VERP and brain imaging for identifying levels of visual dorsal and ventral stream function in typical and preterm infants.
Braddick O., Atkinson J., Wattam-Bell J.
Visual development is a key area for understanding and assessing early brain development. Different levels in the hierarchy of visual processing, from the initial response to flashes of light, through selective responses to contour orientation and motion in primary visual cortex (V1), to global processing in extrastriate of large-scale patterns of form and motion, can each be assessed using stimuli designed to isolate specific neural activity in visual event-related potentials (VERPs). This approach has been used to reveal the sequence of emergence of different visual cortical functions in the first 6 months of typical human development, and to provide early indicators of anomalies in brain development. Delayed or absent onset of orientation-reversal (OR-)VERPs, as a measure of cortical development, has been shown to be a sensitive indicator of perinatal brain damage in both term-born and prematurely born infants. Direction-reversal (DR-)VERPs appear a few weeks later than OR-VERPs in typical development, and are further delayed in even healthy children born preterm, reflecting possible early vulnerability of the motion (dorsal stream) system.
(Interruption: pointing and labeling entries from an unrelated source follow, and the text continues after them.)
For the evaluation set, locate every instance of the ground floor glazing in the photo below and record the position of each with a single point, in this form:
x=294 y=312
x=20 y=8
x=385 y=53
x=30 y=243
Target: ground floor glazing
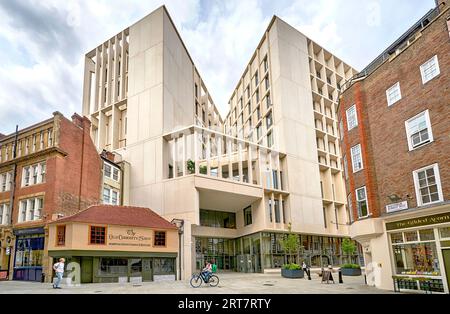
x=254 y=253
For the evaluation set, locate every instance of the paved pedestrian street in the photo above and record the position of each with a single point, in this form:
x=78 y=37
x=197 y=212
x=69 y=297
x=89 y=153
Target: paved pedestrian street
x=230 y=283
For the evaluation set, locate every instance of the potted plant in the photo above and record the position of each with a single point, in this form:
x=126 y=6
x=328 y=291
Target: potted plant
x=349 y=248
x=292 y=271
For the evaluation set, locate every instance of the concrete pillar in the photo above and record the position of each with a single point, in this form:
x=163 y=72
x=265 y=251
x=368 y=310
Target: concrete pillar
x=196 y=159
x=250 y=163
x=174 y=156
x=241 y=171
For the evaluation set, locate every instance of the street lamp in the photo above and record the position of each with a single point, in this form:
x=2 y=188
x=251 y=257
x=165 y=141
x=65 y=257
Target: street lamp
x=180 y=225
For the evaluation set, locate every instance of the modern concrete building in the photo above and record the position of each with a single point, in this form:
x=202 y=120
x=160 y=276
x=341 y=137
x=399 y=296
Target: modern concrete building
x=239 y=184
x=395 y=119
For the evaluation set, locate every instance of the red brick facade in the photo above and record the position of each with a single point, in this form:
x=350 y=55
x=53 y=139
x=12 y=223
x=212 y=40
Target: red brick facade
x=388 y=163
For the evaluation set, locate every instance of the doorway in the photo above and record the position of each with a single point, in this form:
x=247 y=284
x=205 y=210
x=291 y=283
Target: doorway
x=446 y=258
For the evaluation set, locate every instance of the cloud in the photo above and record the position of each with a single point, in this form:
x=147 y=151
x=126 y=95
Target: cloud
x=42 y=43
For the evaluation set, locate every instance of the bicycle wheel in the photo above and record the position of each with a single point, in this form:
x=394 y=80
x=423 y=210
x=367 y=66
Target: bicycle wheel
x=214 y=281
x=196 y=281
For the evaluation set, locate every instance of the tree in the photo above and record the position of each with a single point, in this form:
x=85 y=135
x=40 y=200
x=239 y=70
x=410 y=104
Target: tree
x=290 y=245
x=348 y=247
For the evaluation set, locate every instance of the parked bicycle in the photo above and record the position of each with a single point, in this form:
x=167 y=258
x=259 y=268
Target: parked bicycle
x=198 y=279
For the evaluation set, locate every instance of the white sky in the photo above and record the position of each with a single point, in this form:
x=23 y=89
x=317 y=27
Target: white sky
x=43 y=42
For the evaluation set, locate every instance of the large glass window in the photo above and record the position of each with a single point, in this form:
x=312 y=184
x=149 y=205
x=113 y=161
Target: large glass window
x=357 y=158
x=113 y=267
x=418 y=130
x=416 y=259
x=29 y=251
x=217 y=219
x=98 y=235
x=361 y=200
x=430 y=69
x=428 y=185
x=352 y=118
x=248 y=219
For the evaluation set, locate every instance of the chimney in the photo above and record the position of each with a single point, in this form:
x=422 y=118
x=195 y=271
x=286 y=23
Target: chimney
x=440 y=3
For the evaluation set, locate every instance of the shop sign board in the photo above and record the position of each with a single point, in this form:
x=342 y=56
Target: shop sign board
x=418 y=222
x=391 y=208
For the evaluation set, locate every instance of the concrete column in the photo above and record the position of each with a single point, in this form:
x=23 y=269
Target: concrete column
x=219 y=155
x=101 y=132
x=280 y=199
x=115 y=130
x=208 y=154
x=184 y=154
x=123 y=54
x=196 y=159
x=249 y=163
x=277 y=156
x=241 y=170
x=97 y=79
x=174 y=157
x=115 y=96
x=110 y=68
x=230 y=163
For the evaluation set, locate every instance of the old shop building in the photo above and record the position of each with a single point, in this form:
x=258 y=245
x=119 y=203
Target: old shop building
x=395 y=123
x=115 y=244
x=43 y=175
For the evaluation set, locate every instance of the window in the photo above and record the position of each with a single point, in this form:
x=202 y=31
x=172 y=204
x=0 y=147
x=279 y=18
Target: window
x=31 y=209
x=277 y=212
x=110 y=196
x=361 y=200
x=345 y=167
x=60 y=235
x=428 y=185
x=160 y=238
x=4 y=214
x=357 y=158
x=418 y=130
x=430 y=69
x=217 y=219
x=270 y=139
x=269 y=120
x=352 y=118
x=248 y=219
x=5 y=181
x=394 y=94
x=98 y=235
x=350 y=208
x=33 y=174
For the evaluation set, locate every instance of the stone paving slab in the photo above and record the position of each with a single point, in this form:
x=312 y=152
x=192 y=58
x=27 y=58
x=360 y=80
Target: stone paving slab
x=230 y=283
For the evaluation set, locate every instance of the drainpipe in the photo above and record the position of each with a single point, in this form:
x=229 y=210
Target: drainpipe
x=13 y=192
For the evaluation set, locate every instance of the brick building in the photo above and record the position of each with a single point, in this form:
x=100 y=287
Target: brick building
x=49 y=170
x=395 y=125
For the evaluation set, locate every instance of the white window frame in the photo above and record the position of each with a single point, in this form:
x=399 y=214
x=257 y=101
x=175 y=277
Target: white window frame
x=422 y=69
x=111 y=191
x=41 y=168
x=437 y=176
x=113 y=168
x=31 y=214
x=358 y=200
x=355 y=170
x=389 y=92
x=350 y=117
x=426 y=113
High-density recordings of responses to global motion and global form patterns show that these extrastriate systems are typically functional by 5 months of age, but the topography of the activity distributions shows that the brain systems underlying these responses are radically reorganized between infancy and adulthood. In prematurely born infants whose structural brain MRI was evaluated at birth, the onset of the response is absent or delayed in those with severe brain injury, while in those with mild/moderate brain injury the response is present but its spatial organization is further from the adult pattern than those in controls. These findings are related to the development of distinct networks of brain areas in the dorsal and ventral cortical streams, and the apparent vulnerability of the dorsal-stream network in a wide range of both genetic and acquired developmental disorders.